Recent post-apocalyptic films, from Zombieland to 28 Days Later have, to some degree kept their distance from religion—at least in an explicit sense. It’s easy to link these world-weary genre pieces to theological themes in a more subtextual way, with very few exceptions, but the post-apocalyptic narrative has always seemed like an angry response to the test—or betrayal—of having faith. Although the presence of faith in a higher being may be addressed in the climax of these films (Mad Max: Fury Road proudly invoked a faith-based attachment to Valhalla), the content of such stories has felt like an antipathy towards God Himself.
But, lo and behold, less then 15 minutes into Z for Zachariah, Ann (Margot Robbie) kneels beside the bed of John (Chiwetel Ejiofor), a sick, nonreligious man she inadvertently picked up just days ago, and prays to God to save him. She says she will serve Him directly and speaks of the mission He may have for both of them. While it looks like the rest of the world has been wiped out, Ann’s conscious decision to try to find survivors of the ravage seems to be her task from God.
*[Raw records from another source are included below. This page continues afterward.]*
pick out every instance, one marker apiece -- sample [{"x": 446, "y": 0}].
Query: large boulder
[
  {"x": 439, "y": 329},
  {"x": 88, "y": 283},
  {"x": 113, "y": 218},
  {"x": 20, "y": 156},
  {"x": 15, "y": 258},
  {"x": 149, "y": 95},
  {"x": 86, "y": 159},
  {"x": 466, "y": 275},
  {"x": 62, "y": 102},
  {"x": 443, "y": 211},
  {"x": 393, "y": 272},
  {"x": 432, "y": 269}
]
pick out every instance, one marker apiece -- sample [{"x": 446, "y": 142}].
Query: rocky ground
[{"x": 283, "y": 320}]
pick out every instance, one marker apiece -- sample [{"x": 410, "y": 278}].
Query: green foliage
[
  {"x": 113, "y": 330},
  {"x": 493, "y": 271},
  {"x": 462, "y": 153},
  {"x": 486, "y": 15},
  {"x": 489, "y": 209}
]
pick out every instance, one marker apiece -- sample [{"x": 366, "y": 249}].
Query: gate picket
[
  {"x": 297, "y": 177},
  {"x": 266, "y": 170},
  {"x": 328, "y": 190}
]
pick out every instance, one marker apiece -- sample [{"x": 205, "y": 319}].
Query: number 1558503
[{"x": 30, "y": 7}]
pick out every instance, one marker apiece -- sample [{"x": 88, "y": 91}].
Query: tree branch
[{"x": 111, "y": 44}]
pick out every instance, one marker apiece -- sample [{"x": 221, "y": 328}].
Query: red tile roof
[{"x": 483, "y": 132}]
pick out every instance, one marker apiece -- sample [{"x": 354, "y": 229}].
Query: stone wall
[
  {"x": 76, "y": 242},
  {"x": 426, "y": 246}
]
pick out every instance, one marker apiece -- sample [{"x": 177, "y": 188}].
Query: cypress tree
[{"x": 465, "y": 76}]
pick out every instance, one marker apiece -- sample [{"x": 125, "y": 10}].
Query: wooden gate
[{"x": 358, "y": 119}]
And without taking didactic sides in the debate between religion and science, Z for Zachariah is more inclined to engage with that dialectic through its scenario—a young woman of faith and a secular scientist, without much exposition, play out how ideological differences would impact survival methods.
Directed by Craig Zobel (Compliance) and adapted from the novel by Robert C. O’Reilly, Z for Zachariah attempts to visualize this divinity through imagery. The dearth of life found in this film is atypical, straddling the line between legitimately beautiful and almost banal. The camerawork eschews the grotesquerie one might imagine in this kind of post-civilization landscape for greenery, pathways, and light. An overwhelming amount of hope is imbued within every image. There’s a coziness to the cinematography that’s buoyed by the warmth of the light, even in darker-themed scenes. Even in solitude, there’s the impression that Zobel intends to have God, or some divine presence, in the frame with his characters.
Despite a relatively refreshing approach to this kind of narrative, there’s something irksome about it that creeps in from time to time. The tone, rather than feeling natural to the context of the story, is ponderous—like an improper subversion of Antonioni’s thematic and formal usages of miscommunication and isolation. It’s rather crucial that these people find some kind of interpersonal connection that’s more tangible than faith, but it struggles to foster this organically.
It also tends to fall back on convention (namely the love triangle involving Chris Pine’s mysterious Caleb), but hushed whispers and transparently curated sound designs makes it feel like poorly imitated slow cinema. There isn’t a potent naturalism, and there isn’t a deep investment in the details of the landscape, of the objects, or of the people. It thinks it’s a study of weathered people and faith and various manifestations of tension, but the facsimile of atmosphere can only sustain the film so much.
Heather McIntosh’s score amplifies a tone of religiosity, but at a cost of weighing down several scenes into saccharine laziness. Rather than aid or help build scenes to an organic emotional peak, the score grabs one by the neck and drags upward. It’s almost antithetical in tone to a film that feels as if it places its efforts into not holding the audience’s hand with regards to its cathartic trajectory.
Religion and faith weren’t explicitly a part of Compliance, but one could certainly read the film as the danger of faith in authority figures. Regardless of the controversial response the film received upon its Sundance premiere, it was nonetheless successful in its manipulation because of the stakes. Here, the stakes—whatever they actually are—end up being muted in service of faintly drawn character study. The psychological machinations of these characters feel more like ideas and less like textures to these people, who are ultimately reduced to ciphers.
Z for Zachariah is often promising, and intermittently interesting, but its superficial quality is frustrating. It’s like a prayer, and like a mystery, but it doesn’t mean much to me.